The code is very straightforward of course. I am multiplying two elements of the Weyl algebra. The output when I do a*b is $$x_{11}x_{22}\partial x_{21}\partial x_{22} + x_{12}x_{22}\partial x_{22}^2 + 2x_{11}\partial x_{21} + 3x_{12}\partial x_{22},$$ whereas matrix{{a}} * matrix{{b}} gives $$x_{11}x_{22}\partial x_{21}\partial x_{22} + x_{12}x_{22}\partial x_{22}^2 + 2x_{11}\partial x_{21} + 2x_{12}\partial x_{22}.$$
Clearly, I am misunderstanding something because I expect the output of a*b when I do matrix{{a}}*matrix{{b}}, because that is what I get when I do it by hand. Should I be using some different syntax here? Any insight most appreciated.
EDIT:
matrix{{b}} * matrix{{a}}

gives $$x_{11}x_{22}\partial x_{21}\partial x_{22} + x_{12}x_{22}\partial x_{22}^2 + 2x_{11}\partial x_{21} + 3x_{12}\partial x_{22}.$$ This is consistent with other things I have observed.
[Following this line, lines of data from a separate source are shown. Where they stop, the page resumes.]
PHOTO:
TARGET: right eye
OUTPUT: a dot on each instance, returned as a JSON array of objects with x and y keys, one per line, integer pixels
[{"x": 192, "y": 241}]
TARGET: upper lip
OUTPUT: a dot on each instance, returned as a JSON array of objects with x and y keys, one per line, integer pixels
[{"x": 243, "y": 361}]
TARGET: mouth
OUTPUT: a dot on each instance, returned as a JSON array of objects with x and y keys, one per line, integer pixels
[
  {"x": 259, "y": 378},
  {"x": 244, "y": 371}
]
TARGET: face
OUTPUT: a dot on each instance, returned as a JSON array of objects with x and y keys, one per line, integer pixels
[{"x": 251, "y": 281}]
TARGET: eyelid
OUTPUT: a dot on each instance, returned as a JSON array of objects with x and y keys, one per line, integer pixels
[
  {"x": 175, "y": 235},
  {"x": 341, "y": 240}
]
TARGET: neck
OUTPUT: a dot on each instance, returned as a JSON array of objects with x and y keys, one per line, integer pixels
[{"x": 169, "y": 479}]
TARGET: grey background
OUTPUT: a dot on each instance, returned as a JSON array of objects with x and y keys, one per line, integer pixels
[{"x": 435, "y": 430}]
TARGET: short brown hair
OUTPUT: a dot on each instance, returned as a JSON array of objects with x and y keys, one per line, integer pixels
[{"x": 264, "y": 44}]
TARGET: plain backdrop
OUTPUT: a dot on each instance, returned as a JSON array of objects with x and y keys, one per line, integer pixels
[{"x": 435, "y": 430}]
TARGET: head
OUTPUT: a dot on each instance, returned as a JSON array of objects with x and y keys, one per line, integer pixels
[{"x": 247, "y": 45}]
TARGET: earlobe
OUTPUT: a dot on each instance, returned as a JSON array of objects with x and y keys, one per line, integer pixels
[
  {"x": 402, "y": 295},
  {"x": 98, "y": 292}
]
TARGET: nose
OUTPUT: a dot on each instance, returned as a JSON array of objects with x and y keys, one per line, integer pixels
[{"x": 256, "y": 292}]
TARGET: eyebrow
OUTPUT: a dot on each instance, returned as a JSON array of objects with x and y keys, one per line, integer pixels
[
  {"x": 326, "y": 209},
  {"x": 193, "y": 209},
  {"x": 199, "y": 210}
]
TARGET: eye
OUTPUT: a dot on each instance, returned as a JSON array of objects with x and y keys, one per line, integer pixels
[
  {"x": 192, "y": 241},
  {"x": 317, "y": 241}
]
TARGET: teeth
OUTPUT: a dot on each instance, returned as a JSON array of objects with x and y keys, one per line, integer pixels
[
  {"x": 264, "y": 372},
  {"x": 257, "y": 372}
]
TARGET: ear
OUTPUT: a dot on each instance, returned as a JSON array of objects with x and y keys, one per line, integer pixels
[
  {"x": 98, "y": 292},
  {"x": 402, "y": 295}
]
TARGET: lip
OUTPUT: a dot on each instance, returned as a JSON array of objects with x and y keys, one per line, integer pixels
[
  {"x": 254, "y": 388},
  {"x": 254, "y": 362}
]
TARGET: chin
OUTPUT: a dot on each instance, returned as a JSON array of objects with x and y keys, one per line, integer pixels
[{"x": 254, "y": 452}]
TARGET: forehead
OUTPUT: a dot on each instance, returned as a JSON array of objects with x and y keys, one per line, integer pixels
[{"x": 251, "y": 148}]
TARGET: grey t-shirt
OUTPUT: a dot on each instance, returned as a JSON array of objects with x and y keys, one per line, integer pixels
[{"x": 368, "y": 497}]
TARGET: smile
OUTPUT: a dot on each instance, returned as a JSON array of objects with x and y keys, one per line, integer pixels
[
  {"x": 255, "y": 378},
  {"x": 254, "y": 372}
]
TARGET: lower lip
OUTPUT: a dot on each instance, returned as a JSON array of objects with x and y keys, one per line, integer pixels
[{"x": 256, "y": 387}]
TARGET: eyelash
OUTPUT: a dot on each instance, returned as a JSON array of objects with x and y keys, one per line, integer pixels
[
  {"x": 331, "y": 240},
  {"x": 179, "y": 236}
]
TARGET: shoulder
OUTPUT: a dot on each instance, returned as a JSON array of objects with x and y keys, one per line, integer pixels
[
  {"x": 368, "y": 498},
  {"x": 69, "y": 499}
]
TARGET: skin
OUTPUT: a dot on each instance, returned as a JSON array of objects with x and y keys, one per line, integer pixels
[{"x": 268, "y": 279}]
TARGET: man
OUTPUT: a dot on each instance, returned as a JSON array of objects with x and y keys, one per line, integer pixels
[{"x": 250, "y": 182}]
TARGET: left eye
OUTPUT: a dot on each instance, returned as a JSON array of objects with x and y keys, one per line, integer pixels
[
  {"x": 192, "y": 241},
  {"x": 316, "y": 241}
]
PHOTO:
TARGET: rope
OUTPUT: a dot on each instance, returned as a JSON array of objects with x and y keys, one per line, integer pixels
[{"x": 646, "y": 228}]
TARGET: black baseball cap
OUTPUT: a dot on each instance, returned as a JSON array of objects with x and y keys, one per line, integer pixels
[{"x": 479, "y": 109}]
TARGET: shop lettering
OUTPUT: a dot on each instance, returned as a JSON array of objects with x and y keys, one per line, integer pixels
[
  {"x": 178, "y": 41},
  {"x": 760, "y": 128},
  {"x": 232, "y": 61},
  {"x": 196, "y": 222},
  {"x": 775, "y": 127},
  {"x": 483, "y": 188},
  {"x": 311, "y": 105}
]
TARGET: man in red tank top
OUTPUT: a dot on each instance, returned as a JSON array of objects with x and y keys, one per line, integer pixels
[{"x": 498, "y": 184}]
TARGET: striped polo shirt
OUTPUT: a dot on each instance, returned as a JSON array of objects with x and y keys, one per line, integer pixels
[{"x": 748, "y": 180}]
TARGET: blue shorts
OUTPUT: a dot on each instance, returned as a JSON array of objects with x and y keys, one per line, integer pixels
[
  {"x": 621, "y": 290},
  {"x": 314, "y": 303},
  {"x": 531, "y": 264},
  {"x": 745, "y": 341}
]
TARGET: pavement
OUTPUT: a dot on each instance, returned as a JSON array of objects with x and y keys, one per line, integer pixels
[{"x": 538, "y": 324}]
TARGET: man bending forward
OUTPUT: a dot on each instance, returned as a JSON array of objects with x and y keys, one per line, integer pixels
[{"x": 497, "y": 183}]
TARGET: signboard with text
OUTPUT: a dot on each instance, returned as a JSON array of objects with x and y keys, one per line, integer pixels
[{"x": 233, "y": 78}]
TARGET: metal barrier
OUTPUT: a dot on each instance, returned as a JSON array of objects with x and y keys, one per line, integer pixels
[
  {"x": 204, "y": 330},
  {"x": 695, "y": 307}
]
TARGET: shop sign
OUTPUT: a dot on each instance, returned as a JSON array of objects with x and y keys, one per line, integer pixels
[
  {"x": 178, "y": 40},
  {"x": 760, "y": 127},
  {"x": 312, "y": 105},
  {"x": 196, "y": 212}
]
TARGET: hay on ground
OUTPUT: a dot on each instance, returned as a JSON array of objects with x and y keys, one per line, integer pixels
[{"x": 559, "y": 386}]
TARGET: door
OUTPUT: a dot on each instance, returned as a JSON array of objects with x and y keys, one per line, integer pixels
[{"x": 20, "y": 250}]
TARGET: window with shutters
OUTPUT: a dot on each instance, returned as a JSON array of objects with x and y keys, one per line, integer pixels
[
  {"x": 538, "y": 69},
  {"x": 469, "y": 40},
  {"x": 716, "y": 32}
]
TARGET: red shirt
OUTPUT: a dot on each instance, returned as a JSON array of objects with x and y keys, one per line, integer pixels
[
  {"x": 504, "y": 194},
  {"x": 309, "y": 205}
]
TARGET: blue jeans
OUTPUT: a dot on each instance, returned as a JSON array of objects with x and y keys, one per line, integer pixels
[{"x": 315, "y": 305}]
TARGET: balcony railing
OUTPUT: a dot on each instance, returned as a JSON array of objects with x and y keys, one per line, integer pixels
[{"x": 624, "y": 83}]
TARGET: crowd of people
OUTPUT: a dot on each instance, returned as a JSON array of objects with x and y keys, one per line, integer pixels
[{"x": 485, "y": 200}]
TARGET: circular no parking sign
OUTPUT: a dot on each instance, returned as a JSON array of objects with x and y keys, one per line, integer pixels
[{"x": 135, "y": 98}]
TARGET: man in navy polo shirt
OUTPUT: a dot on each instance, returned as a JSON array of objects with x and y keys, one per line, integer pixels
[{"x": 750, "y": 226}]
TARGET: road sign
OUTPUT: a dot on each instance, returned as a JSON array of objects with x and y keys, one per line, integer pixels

For instance, if I take a ideal with elements in the weyl algebra, and compute a free resolution, say x, and I do
x.dd_1 * x.dd_2,

then I get 0. But when I do
transpose(x.dd_2) * transpose(x.dd_1),

I don't get 0. So somehow, when multiplying matrices with elements from a Weyl algebra, the order is reversed?
 A: I am not familiar with Macaulay2 but took a guess.
The operator $**$ works.
$matrix(\{\{a\}\}) \,**\, matrix(\{\{b\}\})$
$x_{11}​x_{22}​dx_{21}​dx_{22}​+x_{12}​x_{22}​dx_{22}^2​+2x_{11}​dx_{21}​+3x_{12}​dx_{22}​​$
a*b
$x_{11}​x_{22}​dx_{21}​dx_{22}​+x_{12}​x_{22}​dx_{22}^2​+2x_{11}​dx_{21}​+3x_{12}​dx_{22}​​$
It turns out this is the tensor product.
It is not clear why the $*$ matrix multiplier is not using the Weyl group multiplication operator as the matrix tensor product operator seems to be using even when it is told that the matrices are over the Weyl group $matrix(D,\{\{a\}\})*matrix(D,\{\{b\}\})$.
It looks like a bug report is called for.
A: This is a feature (albeit an unexpected one for many) not a bug:
http://www2.macaulay2.com/Macaulay2/doc/Macaulay2-1.18/share/doc/Macaulay2/Macaulay2Doc/html/___Weyl_spalgebras.html
The wording in the current documentation seems to be imprecise: the order of matrices in multiplication is not reversed, but one should treat the entries of the matrices as if they are in the opposite algebra of the Weyl algebra.